Annotation of these seven genes and the literature support possible roles in virulence of
E. cecorum. Hypothetical protein PEG231 was identified in the ParSNP analysis (
Table S7). BLASTp analysis at uniport.org identifies this as a serine aminopeptidase S33 domain-containing protein. Hip1 in
Mycobacterium tuberculosis is a S33 serine aminopeptidase that inhibits macrophage and dendritic cell functions [
39]. PTS (phosphotransferase transport system) fructose-specific EIIABC has been found to regulate virulence expresssion and stress response in
Lysteria monocytogenes [
40], and biofilm and endocarditis in
Enterococcus faecium [
41]. CBCL1 orthologs in
Pseudomonas aeruginosa are involved in production of quorum sensing signals [
42]. BLASTp at uniprot.org identifies ElaA as a GNAT family N-acetyltransferase, a family of proteins involved in bacterial adaptation to diverse habitats [
43]. EttA regulates protein synthesis in energy-depleted cells and is critical for bacterial survival in long-term stationary phase [
44]. RpoN encodes a sigma factor, σ
54, for directing RNA polymerase to alternative promoters. Orthologs have been shown to regulate virulence determinants including pili, flagella, and type III secretion systems (reviewed in [
45]). YheH is known to function in the signaling pathway for sporulation in
Bacillus subtilis [
46]. Therefore, the genes identified have to do with environmental response and gene regulation. Further, there are at least an additional 39 genes from the Maast analysis that we have yet to assess whether they have coding variations differentially present in sepsis vs BCO isolate genomes (
Table S8). There are also intergenic region SNPs that could affect regulation of flanking genes.

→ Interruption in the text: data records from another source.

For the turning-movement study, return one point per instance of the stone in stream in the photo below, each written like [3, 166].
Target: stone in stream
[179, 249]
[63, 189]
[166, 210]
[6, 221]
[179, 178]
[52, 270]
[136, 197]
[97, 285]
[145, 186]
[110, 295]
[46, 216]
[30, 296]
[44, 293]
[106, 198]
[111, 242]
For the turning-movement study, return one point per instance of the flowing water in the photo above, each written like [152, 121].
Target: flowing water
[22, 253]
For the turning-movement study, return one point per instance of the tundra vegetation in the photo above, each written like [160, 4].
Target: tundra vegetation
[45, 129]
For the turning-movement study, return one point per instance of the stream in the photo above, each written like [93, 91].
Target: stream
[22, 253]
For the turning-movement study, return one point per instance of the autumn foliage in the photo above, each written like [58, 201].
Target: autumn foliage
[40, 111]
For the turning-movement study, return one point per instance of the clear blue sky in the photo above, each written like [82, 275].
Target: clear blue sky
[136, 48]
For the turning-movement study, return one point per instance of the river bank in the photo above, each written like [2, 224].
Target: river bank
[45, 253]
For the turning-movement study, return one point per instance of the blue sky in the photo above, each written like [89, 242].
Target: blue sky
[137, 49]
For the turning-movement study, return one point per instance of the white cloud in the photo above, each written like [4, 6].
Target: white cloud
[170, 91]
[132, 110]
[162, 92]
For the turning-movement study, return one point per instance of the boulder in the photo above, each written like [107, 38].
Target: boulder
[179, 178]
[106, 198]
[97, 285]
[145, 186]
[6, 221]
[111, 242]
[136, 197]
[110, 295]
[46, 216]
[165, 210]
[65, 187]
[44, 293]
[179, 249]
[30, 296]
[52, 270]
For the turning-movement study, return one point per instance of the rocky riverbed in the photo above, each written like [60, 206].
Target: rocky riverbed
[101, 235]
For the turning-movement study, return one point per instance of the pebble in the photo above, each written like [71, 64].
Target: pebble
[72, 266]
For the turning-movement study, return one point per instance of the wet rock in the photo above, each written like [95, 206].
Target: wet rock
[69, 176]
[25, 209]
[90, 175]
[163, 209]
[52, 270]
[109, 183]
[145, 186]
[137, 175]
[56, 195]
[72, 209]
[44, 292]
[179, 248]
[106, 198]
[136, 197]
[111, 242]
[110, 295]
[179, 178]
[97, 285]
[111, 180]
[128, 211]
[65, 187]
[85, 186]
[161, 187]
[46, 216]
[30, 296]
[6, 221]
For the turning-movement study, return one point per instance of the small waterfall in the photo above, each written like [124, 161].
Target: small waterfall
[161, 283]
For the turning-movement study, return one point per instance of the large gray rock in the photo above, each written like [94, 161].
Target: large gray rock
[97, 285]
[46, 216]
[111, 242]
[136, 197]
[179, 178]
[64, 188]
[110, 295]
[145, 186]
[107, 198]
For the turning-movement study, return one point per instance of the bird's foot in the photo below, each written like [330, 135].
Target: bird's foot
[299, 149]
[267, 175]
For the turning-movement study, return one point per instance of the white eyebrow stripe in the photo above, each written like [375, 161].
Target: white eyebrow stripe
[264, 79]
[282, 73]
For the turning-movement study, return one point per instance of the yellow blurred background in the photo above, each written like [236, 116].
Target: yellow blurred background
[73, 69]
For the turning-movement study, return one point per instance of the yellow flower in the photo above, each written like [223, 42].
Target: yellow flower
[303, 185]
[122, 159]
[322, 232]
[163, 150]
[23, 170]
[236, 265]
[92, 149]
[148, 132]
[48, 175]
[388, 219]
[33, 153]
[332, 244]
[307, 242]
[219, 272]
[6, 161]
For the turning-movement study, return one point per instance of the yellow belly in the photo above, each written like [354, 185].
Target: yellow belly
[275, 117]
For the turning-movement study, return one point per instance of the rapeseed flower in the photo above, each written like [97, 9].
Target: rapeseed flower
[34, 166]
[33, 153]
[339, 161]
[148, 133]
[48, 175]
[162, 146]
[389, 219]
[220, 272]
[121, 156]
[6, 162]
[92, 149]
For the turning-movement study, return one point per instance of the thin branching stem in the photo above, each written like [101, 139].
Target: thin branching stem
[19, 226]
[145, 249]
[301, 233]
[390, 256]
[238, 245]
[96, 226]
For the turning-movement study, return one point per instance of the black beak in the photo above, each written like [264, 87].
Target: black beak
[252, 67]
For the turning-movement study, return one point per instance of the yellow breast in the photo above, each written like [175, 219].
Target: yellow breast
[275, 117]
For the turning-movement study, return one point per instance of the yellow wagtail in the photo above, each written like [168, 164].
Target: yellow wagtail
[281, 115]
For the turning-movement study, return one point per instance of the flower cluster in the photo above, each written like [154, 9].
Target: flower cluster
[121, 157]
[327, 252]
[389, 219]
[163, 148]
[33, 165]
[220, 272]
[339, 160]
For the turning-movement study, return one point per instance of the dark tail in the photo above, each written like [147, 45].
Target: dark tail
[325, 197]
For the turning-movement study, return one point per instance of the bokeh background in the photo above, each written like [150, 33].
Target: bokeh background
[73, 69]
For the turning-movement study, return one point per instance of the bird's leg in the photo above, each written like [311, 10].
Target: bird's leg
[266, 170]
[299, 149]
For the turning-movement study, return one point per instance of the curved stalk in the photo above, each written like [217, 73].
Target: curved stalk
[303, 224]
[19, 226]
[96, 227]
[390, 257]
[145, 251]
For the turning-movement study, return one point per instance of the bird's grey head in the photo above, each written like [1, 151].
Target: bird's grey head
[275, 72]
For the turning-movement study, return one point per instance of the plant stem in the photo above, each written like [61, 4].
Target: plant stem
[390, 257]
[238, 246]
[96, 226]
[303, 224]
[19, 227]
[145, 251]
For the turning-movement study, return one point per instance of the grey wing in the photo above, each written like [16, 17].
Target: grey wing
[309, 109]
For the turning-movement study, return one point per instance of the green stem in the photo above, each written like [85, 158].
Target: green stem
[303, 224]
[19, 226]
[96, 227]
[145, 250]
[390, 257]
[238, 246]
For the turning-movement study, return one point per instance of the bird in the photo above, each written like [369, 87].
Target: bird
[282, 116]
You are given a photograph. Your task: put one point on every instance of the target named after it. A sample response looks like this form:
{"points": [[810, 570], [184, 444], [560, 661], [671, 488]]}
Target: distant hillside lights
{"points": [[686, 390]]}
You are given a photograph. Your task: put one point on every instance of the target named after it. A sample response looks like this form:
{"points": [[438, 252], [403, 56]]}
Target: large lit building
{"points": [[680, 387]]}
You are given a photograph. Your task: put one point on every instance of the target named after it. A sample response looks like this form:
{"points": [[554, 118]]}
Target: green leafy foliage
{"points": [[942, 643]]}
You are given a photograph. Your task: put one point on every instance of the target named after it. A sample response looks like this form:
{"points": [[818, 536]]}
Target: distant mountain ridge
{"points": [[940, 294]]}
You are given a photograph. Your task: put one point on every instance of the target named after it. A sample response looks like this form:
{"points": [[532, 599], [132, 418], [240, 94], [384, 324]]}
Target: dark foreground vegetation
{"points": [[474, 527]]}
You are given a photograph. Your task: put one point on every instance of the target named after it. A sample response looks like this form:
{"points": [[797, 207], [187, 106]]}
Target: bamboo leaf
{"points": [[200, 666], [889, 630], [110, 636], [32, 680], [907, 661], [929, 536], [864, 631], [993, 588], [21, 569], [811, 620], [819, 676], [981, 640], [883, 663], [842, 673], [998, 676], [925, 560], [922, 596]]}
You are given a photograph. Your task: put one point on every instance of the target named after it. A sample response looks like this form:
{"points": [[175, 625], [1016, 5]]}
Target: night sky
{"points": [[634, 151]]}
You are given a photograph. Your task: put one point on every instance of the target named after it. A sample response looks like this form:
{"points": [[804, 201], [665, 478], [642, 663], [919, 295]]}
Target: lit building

Future work should be focused on obtaining additional isolates from sepsis outbreaks to determine how much genomic diversity is present in each outbreak, and to assess whether the same genotypes are present in successive outbreaks in a facility. Previous work has failed to identify vertical transmission of
E. cecorum using standard culture methods [10; 18]. More sensitive DNA-based methods need to be applied to breeder hens, hatcheries, embryos, and broiler houses [
47]. Virulence testing of isolates is also problematic. Others have relied on chicken embryo lethality assays for evaluation of
E.cecorum isolates [
17,
48,
49], but the direct relevance to pathogenicity post hatch has been a concern [
50]. Experimental infections of young chicks with isolates of
E. cecorum have shown some promise [
10] but have not been used to evaluate relative virulence of different isolates. Some insects have been used for virulence assays of human isolates of other Enterococcus species (reviewed in [
51]). Alternative models could be used to discern whether sepsis isolates and BCO isolates have measurable differences in pathogenesis. Further, many of the genomes in the national databases are poorly documented for specific clinical source and host disease state, thus the need for expanding the available genomes from well documented cases.